In a report released yesterday following the approval of the fourth review of Sri Lanka’s reform programme, the IMF described global trade policy uncertainties as “significant risks to Sri Lanka’s macroeconomic and social stability.”
It cautioned that ‘any re-escalation of trade shocks poses downside risks to the economy,’ while highlighting that the reinstatement of the 44 percent tariff on exports to the US, along with comparatively lower tariffs on competitor countries, would erode Sri Lanka’s export competitiveness. The US is Sri Lanka’s largest trading partner.
The Fund’s analysis pointed out a sharp potential impact on Sri Lanka’s export sector, especially in the garment industry, where profit margins are thin and companies have limited capacity to absorb higher tariffs.
“Exports could decline by as much as 3 percentage points of GDP due to lower external demand and diversion of trade. There is also a risk that exporters could relocate or expand their existing foreign operations,” the IMF said.

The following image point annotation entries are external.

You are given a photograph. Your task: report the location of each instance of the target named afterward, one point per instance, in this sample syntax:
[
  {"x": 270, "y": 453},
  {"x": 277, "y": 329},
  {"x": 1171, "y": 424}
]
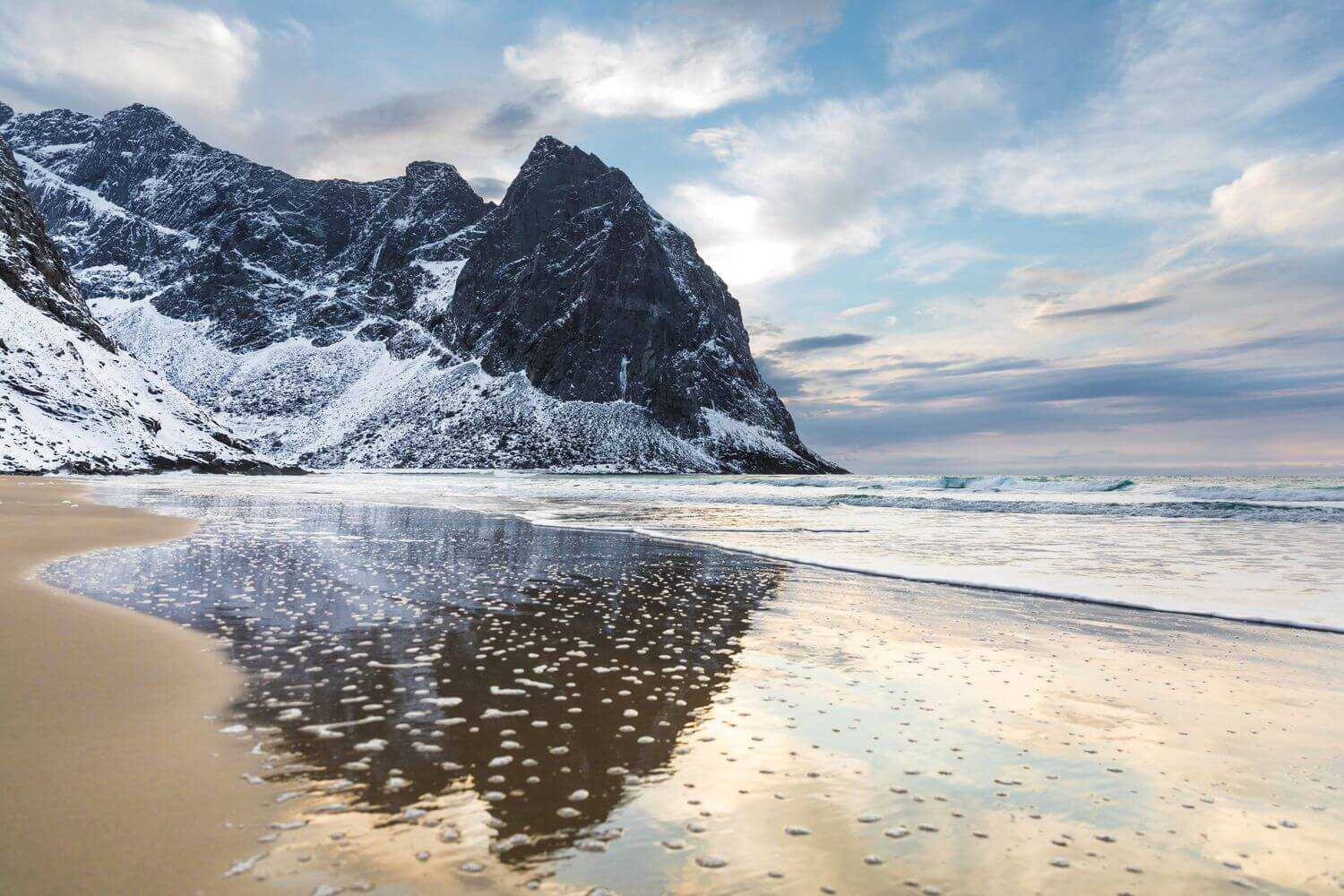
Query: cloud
[
  {"x": 116, "y": 51},
  {"x": 822, "y": 343},
  {"x": 925, "y": 263},
  {"x": 859, "y": 311},
  {"x": 676, "y": 65},
  {"x": 1193, "y": 81},
  {"x": 820, "y": 183},
  {"x": 1293, "y": 201},
  {"x": 1112, "y": 309},
  {"x": 484, "y": 132}
]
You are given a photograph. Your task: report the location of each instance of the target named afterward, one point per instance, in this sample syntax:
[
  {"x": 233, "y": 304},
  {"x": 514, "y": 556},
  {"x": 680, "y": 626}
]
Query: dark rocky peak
[
  {"x": 556, "y": 183},
  {"x": 589, "y": 292},
  {"x": 142, "y": 118},
  {"x": 31, "y": 265}
]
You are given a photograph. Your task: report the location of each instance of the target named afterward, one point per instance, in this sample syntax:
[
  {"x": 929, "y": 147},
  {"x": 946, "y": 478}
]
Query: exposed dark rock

The broader economic consequences include a projected real GDP decline ranging between 0.25 percent and 1.5 percent relative to baseline forecasts, driven by narrowing net exports and spillover effects into other sectors.
The IMF also cautioned that the reduction in Sri Lanka’s competitiveness and heightened uncertainty would discourage business investment, raising risks of higher unemployment and slowing reform efforts.
The Fund noted that if the shocks materialise, the authorities will work closely with staff to assess the impact and formulate policy responses within the contours of the program.
However, the government remains optimistic about securing a favourable resolution with the US. Cabinet Spokesman Dr. Nalinda Jayatissa said this week there is hope that by 8 July the US will be able to adjust its tariff policies in a way that does not harm Sri Lanka’s exporters or severely impact the island nation’s economy.
Meawnhile, President Donald Trump yesterday said that the US will charge 20 percent tariffs on imports from Vietnam under a new trade deal reached during last-minute negotiations.
Products sent from Vietnam to the US had faced a 46 percent levy, which was set to go into effect next week as part of Trump’s “reciprocal” tariffs announced in April.
Several of other economies, including the European Union and Japan, are still scrambling to make their own deals with the US before the planned increases.
Under the agreement, Vietnam will charge no tariffs on US products.